Thanks, Nigel! I was really getting frustrated. Adding the "my" does
indeed seem to make the times independent of "newRow" and salvage the
script. However...
I am disappointed that it doesn't work as written. What is "the Serge
method"? After two days of testing different methods and timings, I had
pretty much narrowed the problem down to the "item nn of columns", but
couldn't understand what was going on. The only variable that changes
with "newRow" is that an additional item is added to the end of each
column on each iteration. In fact, you can replace the whole
"insert_item" call with
set the end of item nn of columns to item nn of valueList
and get the same result... with the same miserable performance :-(
Also, the problem doesn't seem to appear until the length of the columns
is greater than about 10 (testRows > 10). The project I am working on
requires a 40 x 90 table and at those dimensions the times are appalling.

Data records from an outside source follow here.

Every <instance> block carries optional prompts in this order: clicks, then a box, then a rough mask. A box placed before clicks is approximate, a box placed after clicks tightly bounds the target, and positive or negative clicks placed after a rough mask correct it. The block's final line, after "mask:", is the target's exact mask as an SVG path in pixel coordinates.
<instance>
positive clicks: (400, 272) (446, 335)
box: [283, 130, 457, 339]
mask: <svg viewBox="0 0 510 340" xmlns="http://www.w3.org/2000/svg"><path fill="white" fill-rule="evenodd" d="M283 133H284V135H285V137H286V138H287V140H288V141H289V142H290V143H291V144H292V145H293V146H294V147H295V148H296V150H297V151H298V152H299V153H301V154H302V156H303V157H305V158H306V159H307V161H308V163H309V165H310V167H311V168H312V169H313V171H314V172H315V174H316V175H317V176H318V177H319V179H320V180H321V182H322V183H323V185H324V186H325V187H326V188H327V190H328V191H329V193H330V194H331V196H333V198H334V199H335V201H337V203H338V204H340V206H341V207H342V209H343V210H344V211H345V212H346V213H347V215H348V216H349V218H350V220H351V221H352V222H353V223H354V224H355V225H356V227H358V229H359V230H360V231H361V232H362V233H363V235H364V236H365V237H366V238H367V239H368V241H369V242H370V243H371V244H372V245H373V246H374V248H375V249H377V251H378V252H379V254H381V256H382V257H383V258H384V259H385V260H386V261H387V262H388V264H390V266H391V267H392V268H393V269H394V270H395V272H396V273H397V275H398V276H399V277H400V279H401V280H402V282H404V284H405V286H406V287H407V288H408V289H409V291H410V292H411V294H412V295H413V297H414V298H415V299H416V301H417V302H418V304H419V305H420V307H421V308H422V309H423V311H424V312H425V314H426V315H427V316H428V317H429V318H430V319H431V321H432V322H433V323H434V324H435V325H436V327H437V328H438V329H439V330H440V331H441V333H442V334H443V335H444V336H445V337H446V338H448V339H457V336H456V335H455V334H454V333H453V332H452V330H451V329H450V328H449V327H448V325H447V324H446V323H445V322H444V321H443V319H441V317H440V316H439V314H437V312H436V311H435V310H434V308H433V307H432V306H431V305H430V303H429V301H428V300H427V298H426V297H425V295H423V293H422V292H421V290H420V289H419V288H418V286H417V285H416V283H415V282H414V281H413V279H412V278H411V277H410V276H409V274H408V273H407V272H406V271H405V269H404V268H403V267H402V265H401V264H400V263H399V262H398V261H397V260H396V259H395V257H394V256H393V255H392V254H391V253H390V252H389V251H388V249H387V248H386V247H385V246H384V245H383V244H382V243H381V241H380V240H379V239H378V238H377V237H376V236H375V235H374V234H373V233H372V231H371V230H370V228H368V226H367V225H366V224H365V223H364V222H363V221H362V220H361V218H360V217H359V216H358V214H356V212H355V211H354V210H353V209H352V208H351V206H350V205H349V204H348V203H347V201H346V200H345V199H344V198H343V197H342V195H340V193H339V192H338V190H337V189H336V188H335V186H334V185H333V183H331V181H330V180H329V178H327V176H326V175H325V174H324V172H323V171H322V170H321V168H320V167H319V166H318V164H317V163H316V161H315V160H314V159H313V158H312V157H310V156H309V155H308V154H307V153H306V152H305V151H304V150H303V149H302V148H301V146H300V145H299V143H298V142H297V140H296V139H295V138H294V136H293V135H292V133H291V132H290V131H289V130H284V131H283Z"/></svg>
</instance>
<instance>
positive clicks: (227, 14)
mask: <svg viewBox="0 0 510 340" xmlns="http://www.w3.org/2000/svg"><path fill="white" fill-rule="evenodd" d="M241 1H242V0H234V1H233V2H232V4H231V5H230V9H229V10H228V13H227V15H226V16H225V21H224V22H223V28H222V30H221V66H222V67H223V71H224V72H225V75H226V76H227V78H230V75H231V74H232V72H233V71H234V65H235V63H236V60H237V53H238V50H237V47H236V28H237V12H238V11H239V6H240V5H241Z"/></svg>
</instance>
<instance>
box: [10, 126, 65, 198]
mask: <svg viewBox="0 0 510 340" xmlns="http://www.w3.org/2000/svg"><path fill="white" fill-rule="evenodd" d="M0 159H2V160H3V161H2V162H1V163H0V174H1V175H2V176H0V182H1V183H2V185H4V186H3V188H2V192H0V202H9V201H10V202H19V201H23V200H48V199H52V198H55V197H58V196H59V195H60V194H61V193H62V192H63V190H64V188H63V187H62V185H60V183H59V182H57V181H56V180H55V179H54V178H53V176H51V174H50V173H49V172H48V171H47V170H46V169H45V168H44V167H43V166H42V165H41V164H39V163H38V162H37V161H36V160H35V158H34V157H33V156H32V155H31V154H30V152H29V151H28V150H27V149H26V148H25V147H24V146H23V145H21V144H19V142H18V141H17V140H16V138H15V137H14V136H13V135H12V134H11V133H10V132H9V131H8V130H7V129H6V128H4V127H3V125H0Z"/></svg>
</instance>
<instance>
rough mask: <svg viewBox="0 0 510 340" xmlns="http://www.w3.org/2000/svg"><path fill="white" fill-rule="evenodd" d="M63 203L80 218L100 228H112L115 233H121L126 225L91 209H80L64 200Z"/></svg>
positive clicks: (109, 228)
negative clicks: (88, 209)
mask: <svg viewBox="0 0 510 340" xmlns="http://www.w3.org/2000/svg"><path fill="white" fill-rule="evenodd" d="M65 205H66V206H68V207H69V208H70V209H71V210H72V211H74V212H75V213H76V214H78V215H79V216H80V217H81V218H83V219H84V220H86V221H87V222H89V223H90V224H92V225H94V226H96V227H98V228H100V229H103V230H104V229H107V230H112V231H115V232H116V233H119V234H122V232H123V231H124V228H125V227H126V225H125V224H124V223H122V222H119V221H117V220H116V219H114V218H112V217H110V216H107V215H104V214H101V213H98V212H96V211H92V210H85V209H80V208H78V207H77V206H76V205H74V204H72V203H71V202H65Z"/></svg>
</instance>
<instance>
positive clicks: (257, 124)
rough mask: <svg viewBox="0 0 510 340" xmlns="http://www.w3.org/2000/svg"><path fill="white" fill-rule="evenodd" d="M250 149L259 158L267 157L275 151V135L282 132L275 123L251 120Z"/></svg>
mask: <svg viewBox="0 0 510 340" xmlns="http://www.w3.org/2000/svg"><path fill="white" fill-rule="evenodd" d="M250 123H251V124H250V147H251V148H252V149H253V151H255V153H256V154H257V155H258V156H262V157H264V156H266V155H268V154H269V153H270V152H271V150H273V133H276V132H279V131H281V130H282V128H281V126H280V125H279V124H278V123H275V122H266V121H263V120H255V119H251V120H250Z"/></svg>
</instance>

I would be willing to just forgo knowledge of the "arcane reasons" this
works ( :-)), but I am concerned that I have now solved only _this_
problem and don't really understand how to avoid it in the future. Should
I add "my" to every property referenced in a script object?
If you can point me to a reference that explains it, I'd appreciate it.
Over all, this thing has cost me about a week of work because this
routine is central to a much larger project I am working on and if it
doesn't work, I am going to have to redesign the larger project. At first
glance, it looks like your fix has rescued it. Thanks again.